Partiamo da quanto ha fatto Coop in questi ultimi mesi.
«La spesa per i beni di largo consumo è ferma al palo, c’è un paese sempre più polarizzato, serve più equità e un riequilibrio nei redditi per rilanciare l’economia. In questo contesto le nostre vendite a valore sono sostanzialmente stabili. Nel 2015 la nostra scelta è stata di investire sulla convenienza, cosa che ci ha permesso di aumentare i pezzi venduti. Ciò significa che abbiamo venduto di più riducendo, però, i margini economici. Ovvero abbiamo difeso il potere d’acquisto delle famiglie e su questo intendiamo continuaintervista re a lavorare. È il nostro modo di essere. La vera sfida, però, è innovare nei prodotti e nei negozi, non stare fermi».

Parliamo di quest’innovazione. Su cosa intende puntare Coop?
«Su questa rivista avete già parlato più volte di quanto stiamo facendo sul prodotto a marchio, che è il cuore della nostra offerta, perché è la sintesi migliore dei nostri valori e del nostro modo di essere. Prodotto a marchio Coop oggi significa 4mila referenze e un fatturato di 3 miliardi di euro per un’incidenza pari al 27 per cento a valore e al 32 per cento a quantità sull’insieme delle nostre vendite. E sul prodotto a marchio stiamo introducendo nuove linee. Quella sui prodotti per gli animali domestici che si chiama Amici speciali, poi c’è Origine concentrata su filiere alimentari, dal latte al pomodoro, in cui vogliamo e possiamo dare ai consumatori assolute garanzie di qualità, sicurezza e trasparenza.

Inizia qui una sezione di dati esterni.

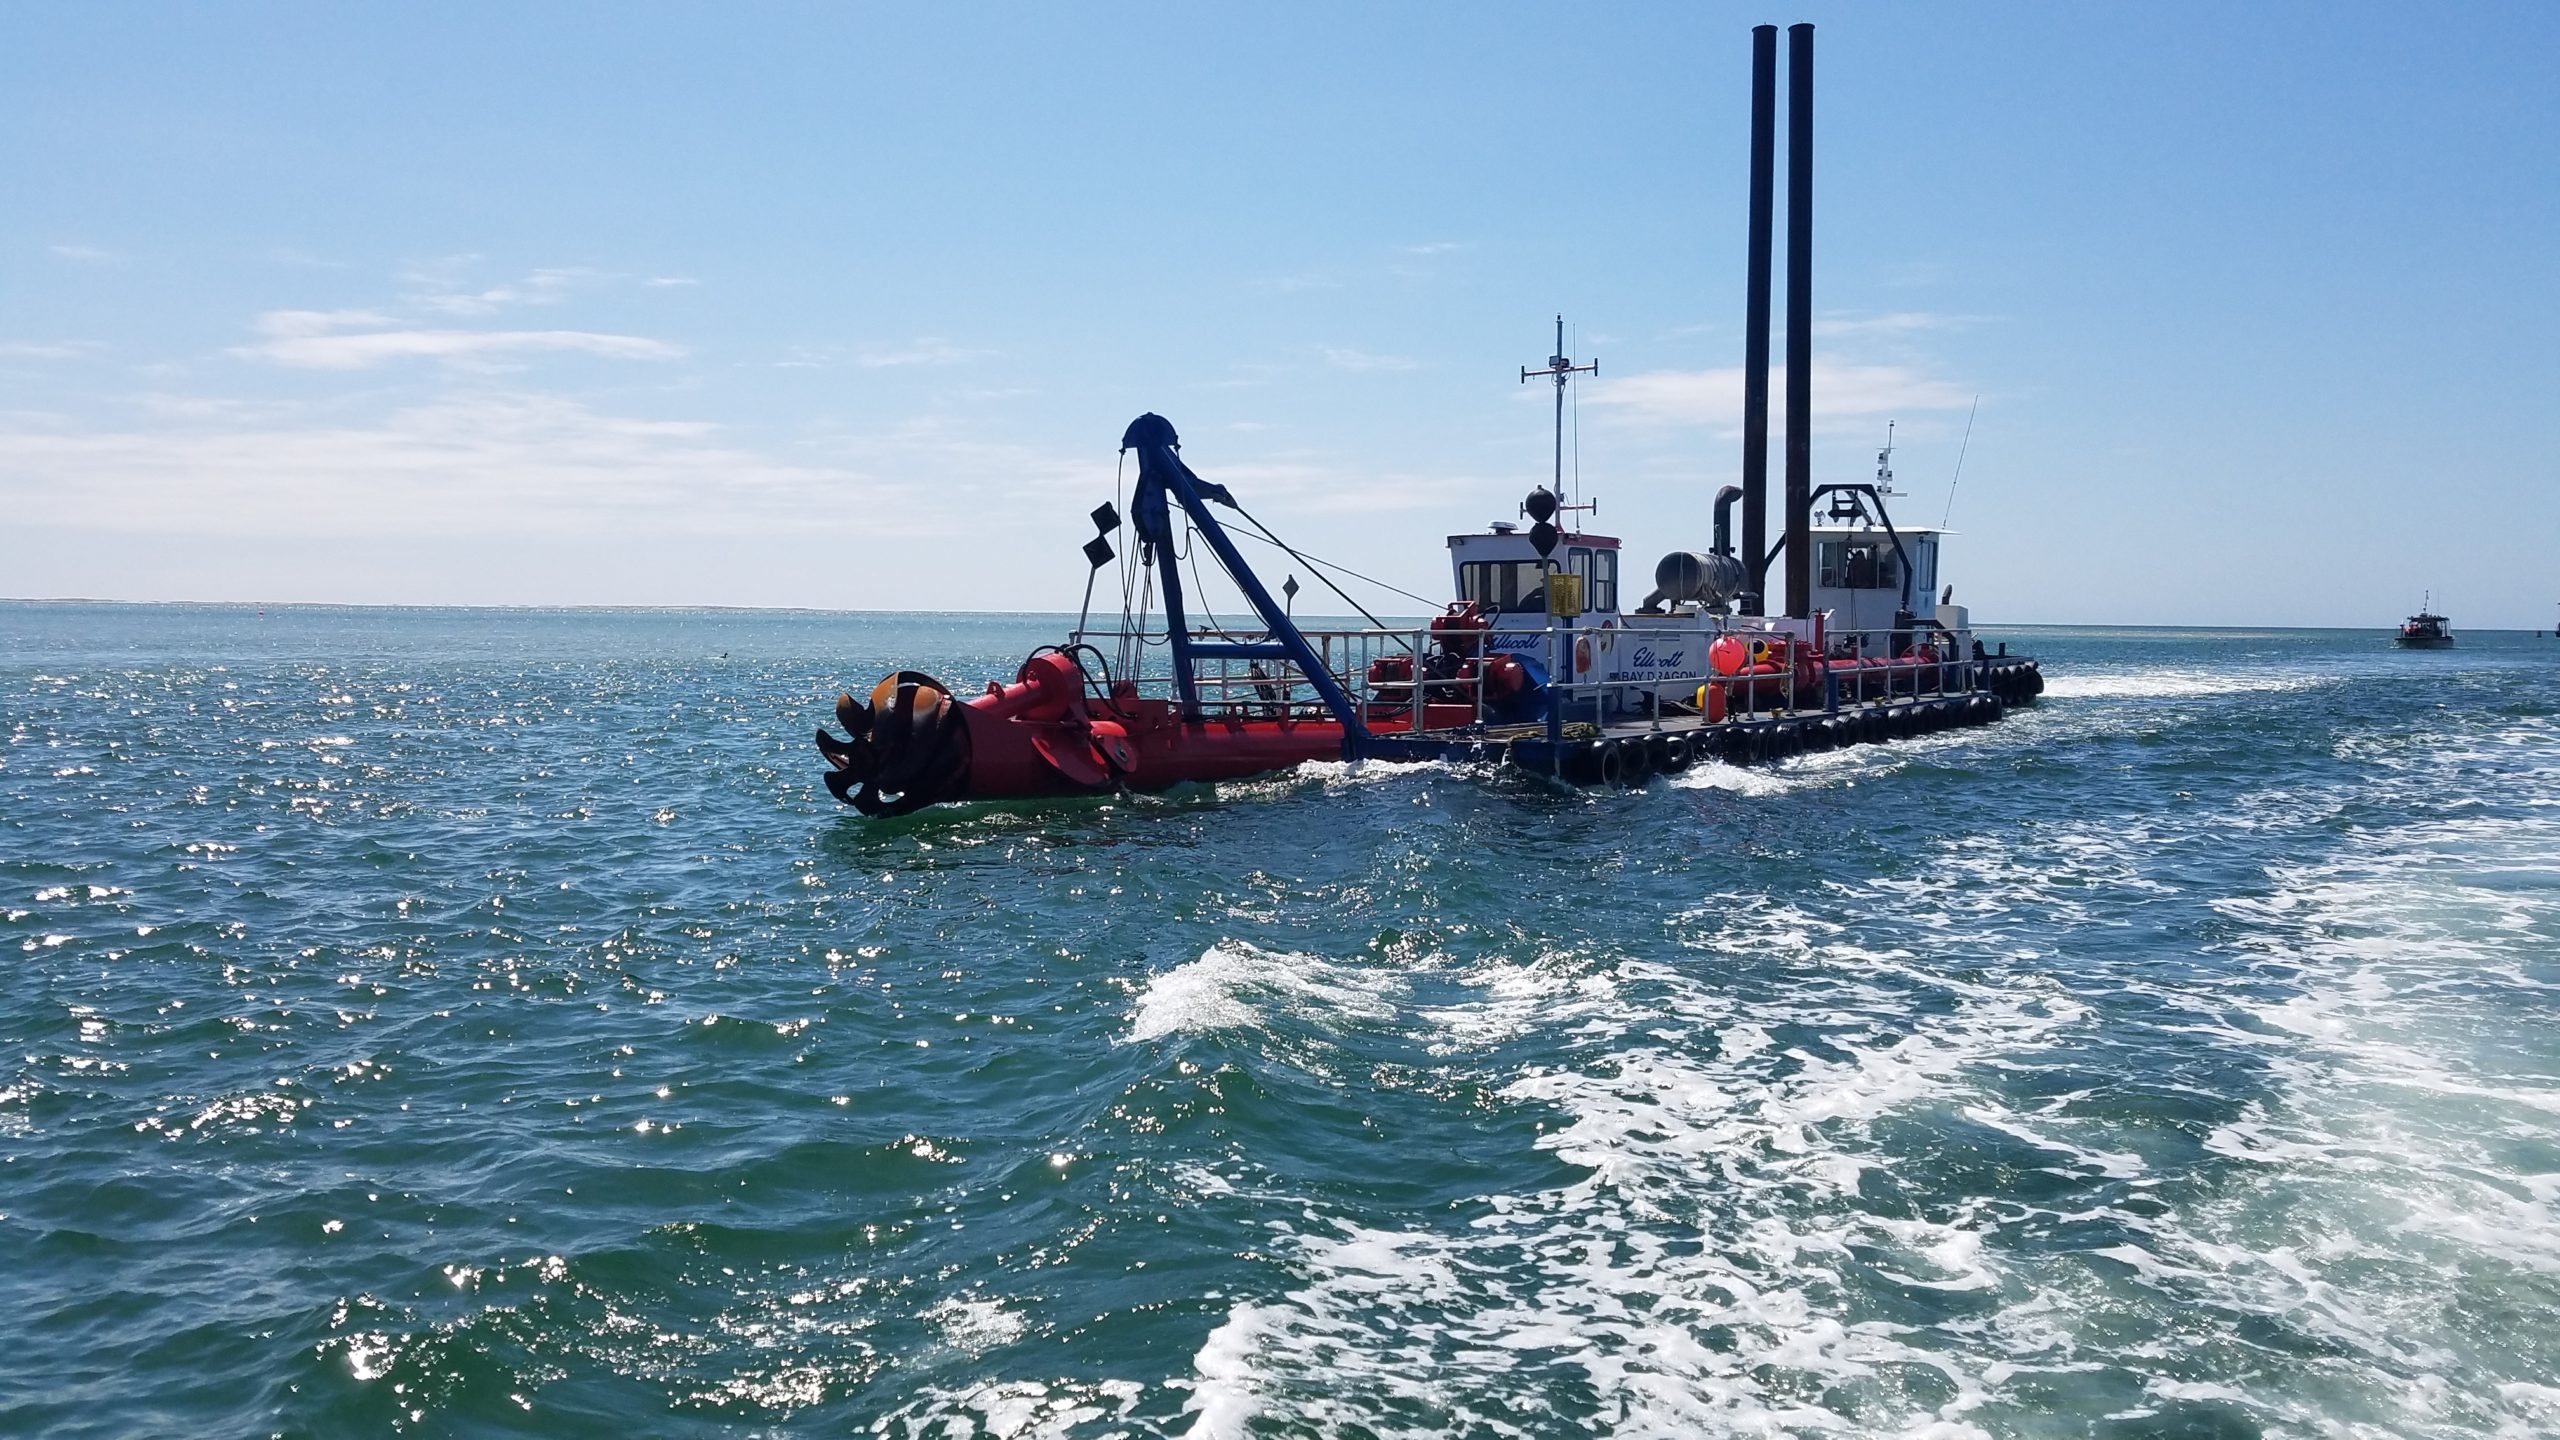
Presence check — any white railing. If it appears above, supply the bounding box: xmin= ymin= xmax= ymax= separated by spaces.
xmin=1059 ymin=616 xmax=1985 ymax=736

Altre novità sono in fase di definizione e riguarderanno una linea di prodotti per la cura della persona; poi ci sarà una linea di prodotti per la casa. Insomma continuiamo a innovare perché abbiamo l’ambizione, da qui al 2019, di far crescere ulteriormente il prodotto a marchio e di arricchire l’assortimento con altre 400 referenze. Ma soprattutto vogliamo rispondere alle nuove domande di salute, benessere e vivere bene che le famiglie stanno facendo emergere».

E sul rinnovo della rete di vendita?
«Nell’ultimo anno Coop ha investito 650 milioni di euro per rinnovare punti di vendita esistenti o per aprirne dei nuovi. In anni complicati come questi, in cui gli investimenti in Italia sono merce rara, mi pare un dato importante, anche considerando che sono investimenti avvenuti anche nelle regioni del Sud. Ma certo non intendiamo fermarci. Siamo reduci dal grande successo di Expo, nel corso del quale il nostro Supermercato del futuro è stato visitato da milioni di persone che hanno apprezzato e commentato le idee che lì abbiamo proposto. Noi pensiamo che i negozi del futuro debbano sempre più essere luoghi sociali, delle piazze aperte. Con questo spirito stiamo lavorando per trasferire le innovazioni nella nostra rete».